Haftalardır kafamda soru işareti olan; Mahir ve Orhan niye hiç karşılaşmıyor sorumun yanıtını da almış bulundum bugün. Hastalık kenetleme zamanı olur hep ailelerde. Bu bölüm Kara Ailesi için de böyle oldu. Tüm aile ve sevenleri yanlarındaydı, Belgin de dahil. Sahi Yasin neredeydi? Sanıyorum ki hala ailenin resmi damadı olur kendisi. Hiçbir şeyden haberinin olmaması ilginç. Burada Orhan'a ayrı bir parantez açılmalı. Orhan hem aileden, hem değil gibi. Nereye ait olduğunu tam kendi de bilmiyor. Asi olmak istiyor, tek başımayım diyor, abisini kıskanıyor ama bu hali nefretle yoğrulmuş. Nefretle yol alsa bile, devam edemeyeceğini Orhan'da görecek elbet.

Söyleyecek tek bir sözün dahi yok tabi, öyle bakarsın.

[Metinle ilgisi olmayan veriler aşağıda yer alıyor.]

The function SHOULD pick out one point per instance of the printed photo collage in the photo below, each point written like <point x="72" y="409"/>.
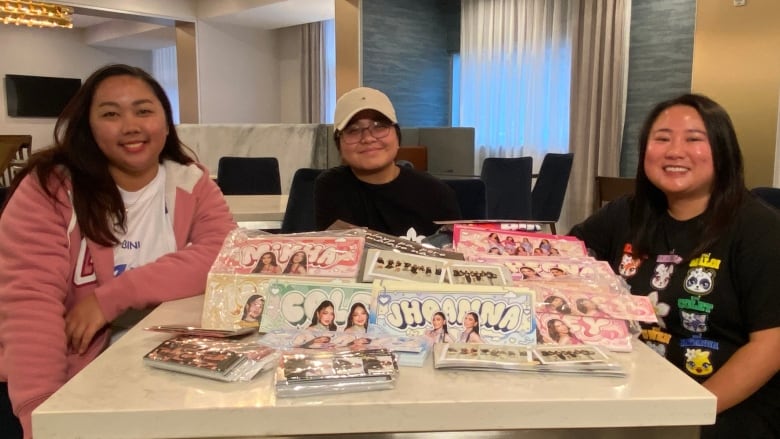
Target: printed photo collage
<point x="343" y="271"/>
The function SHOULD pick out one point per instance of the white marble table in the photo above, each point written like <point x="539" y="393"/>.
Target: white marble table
<point x="257" y="211"/>
<point x="118" y="397"/>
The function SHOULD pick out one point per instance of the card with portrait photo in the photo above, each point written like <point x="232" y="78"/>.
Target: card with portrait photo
<point x="388" y="264"/>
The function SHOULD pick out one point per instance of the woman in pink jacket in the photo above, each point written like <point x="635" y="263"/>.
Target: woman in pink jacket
<point x="114" y="217"/>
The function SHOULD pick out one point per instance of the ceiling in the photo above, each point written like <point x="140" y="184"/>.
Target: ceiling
<point x="112" y="29"/>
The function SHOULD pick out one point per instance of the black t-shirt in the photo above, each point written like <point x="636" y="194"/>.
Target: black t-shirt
<point x="706" y="305"/>
<point x="414" y="199"/>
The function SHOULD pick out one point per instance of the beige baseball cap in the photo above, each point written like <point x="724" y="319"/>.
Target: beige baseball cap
<point x="359" y="99"/>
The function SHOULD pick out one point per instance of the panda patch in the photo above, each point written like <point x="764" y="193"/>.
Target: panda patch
<point x="699" y="281"/>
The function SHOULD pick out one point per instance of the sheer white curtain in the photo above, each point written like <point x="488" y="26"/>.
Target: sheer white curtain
<point x="165" y="71"/>
<point x="516" y="76"/>
<point x="318" y="79"/>
<point x="598" y="101"/>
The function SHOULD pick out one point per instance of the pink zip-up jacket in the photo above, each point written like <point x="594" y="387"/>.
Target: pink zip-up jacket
<point x="46" y="267"/>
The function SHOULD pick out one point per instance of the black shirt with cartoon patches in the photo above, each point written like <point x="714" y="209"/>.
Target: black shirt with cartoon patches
<point x="707" y="305"/>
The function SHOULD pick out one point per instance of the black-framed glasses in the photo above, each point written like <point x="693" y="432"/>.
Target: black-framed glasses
<point x="353" y="133"/>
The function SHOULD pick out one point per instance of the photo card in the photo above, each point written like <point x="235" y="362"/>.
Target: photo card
<point x="569" y="354"/>
<point x="389" y="264"/>
<point x="477" y="274"/>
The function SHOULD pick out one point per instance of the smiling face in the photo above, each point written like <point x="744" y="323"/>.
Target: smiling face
<point x="372" y="159"/>
<point x="678" y="157"/>
<point x="129" y="126"/>
<point x="359" y="316"/>
<point x="255" y="309"/>
<point x="560" y="327"/>
<point x="438" y="321"/>
<point x="325" y="316"/>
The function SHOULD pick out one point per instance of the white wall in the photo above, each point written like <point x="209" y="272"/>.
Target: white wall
<point x="238" y="73"/>
<point x="290" y="42"/>
<point x="51" y="52"/>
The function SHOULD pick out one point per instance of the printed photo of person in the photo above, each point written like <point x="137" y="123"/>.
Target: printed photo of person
<point x="588" y="307"/>
<point x="357" y="322"/>
<point x="324" y="316"/>
<point x="252" y="312"/>
<point x="470" y="332"/>
<point x="439" y="332"/>
<point x="529" y="273"/>
<point x="296" y="264"/>
<point x="560" y="333"/>
<point x="267" y="264"/>
<point x="558" y="272"/>
<point x="557" y="304"/>
<point x="318" y="342"/>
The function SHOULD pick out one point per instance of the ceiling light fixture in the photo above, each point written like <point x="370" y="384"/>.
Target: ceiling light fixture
<point x="31" y="13"/>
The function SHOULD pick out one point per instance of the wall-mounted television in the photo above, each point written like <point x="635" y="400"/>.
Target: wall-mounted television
<point x="38" y="96"/>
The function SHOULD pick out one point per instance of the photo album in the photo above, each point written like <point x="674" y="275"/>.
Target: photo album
<point x="307" y="373"/>
<point x="215" y="358"/>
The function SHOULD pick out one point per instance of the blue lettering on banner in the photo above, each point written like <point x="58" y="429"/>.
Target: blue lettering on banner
<point x="698" y="342"/>
<point x="119" y="269"/>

Hep beraber hafta sonu "aşk" güzellemesini duyunca 'şimdi Mahir'e nasıl kızacağız' sorusu geldi aklımıza. Evet, nasıl kızacaktık ki Mahir'e? Kendini affettirecek olan ama bir o kadar Feride'ye uzaktan öylece bakan Mahir, nasıl ikna edecek Feride'yi? Duygusal haline bayıldığım, gülüşüne şiir yazmak istediğim Mahir, bir konuşsa çözülecek zaten! Şu ayrılık sürecinde Mahir'in iç dünyasını daha derin görmeyi çok isterdim. Canını yitirmiş, intikam hırsına bürünmüş, ezip geçmesi imkansız olan babasını ezmiş, ailesini bırakmış, Feride gibi birine en olmazı etmiş ve en mühimi kalbini söküp atmış bu adam! Duygularını perdelemeyen bir Mahir görelim istedim, her şeyini kaybetmekten korkan Mahir'in iç dünyasını yani.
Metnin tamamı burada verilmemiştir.